Wednesday, June 18, 2008

Oil: Its a bubble.

This just in: At least 70% of oil futures contracts held by speculators.

Just how much oil prices are being driven by speculation became clearer yesterday as regulators revealed that Wall Street dealers, hedge funds, pension funds and other speculators hold 70 percent of the leading oil futures contracts traded in New York.

From Futures and Commodities News

Why? My take; The Fed, back in May, allowed Investment Banks (not so regulated, just sayin') to borrow money at the same rate as regulated banks--it's not called the discount rate for nothing.

Speculating on Oil is what they're doing with their new-found wealth. Proof? Morgan Stanley currently owns more oil than Exxon.

And look who predicted that Oil prices would go so high! Morgan Stanley!?

Hmmm. Seems familiar. Oil prices rose mysteriously high in the summer of 2006. Didn't prices go down by labor day?

3 comments:

Steve said...

I believe there is some truth to this, but it's the dog chasing the tail. Speculators are hopping onto the "oil boom" b/c that is where all the money has been and gains are lately, what with financials and other sectors of the stock market losing money.
The problem with speculation, which many debate how much it is actually adding to the cost, is that it's basically the "Enron loophole" we keep hearing about, allowing futures and supplies of energy, in this case oil, to be bought and controlled by NON-energy companies.

djinn said...

That's my definition of a bubble. Just like Tulip Maniain 18th century Holland.
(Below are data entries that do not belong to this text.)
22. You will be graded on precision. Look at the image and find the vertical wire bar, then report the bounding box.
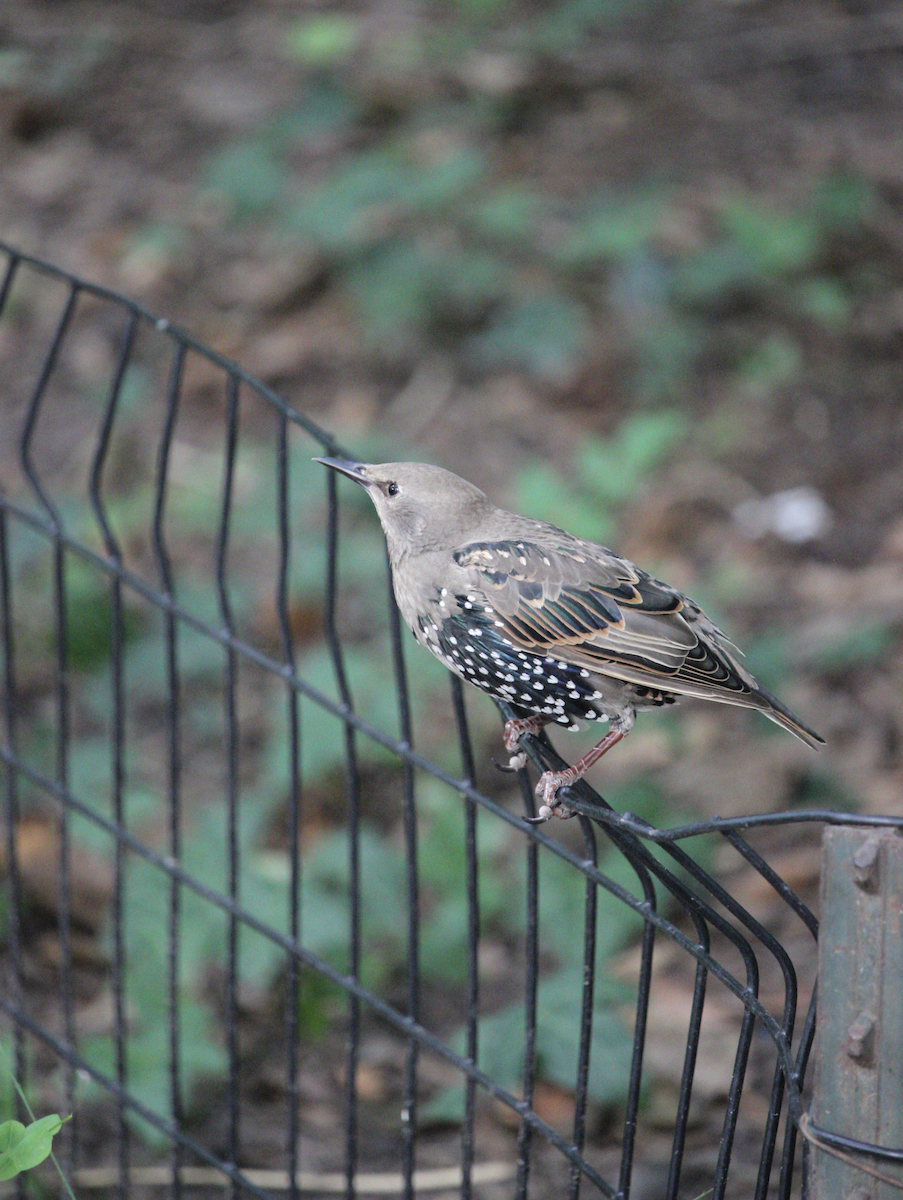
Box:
[89,311,138,1200]
[712,1008,755,1200]
[276,413,301,1200]
[528,739,768,1200]
[20,282,79,1174]
[0,254,28,1198]
[618,897,656,1196]
[777,985,818,1200]
[0,252,19,316]
[216,373,241,1198]
[0,511,28,1128]
[664,945,710,1200]
[388,569,420,1200]
[568,817,598,1200]
[725,832,818,1200]
[450,674,480,1200]
[153,341,185,1200]
[323,470,360,1200]
[515,770,539,1200]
It's just false demand fueled by speculation.

Steve said...

Stimmt! You got me there, haha. But I don't think it's all speculation. My guess is about 20% of the price is speculation. The rest is actual hard numbers related to demand and another good 20% is just the devaluation of the US currency exchange rates. It takes more dollars to buy the same barrel of oil from a foreign country, thus it costs more to US consumers as well. The price should probably be around $100-110 without speculation.
However, that isn't going to lower your gas at the pump much. Days less than $3.00 gasoline is probably a fairy tale.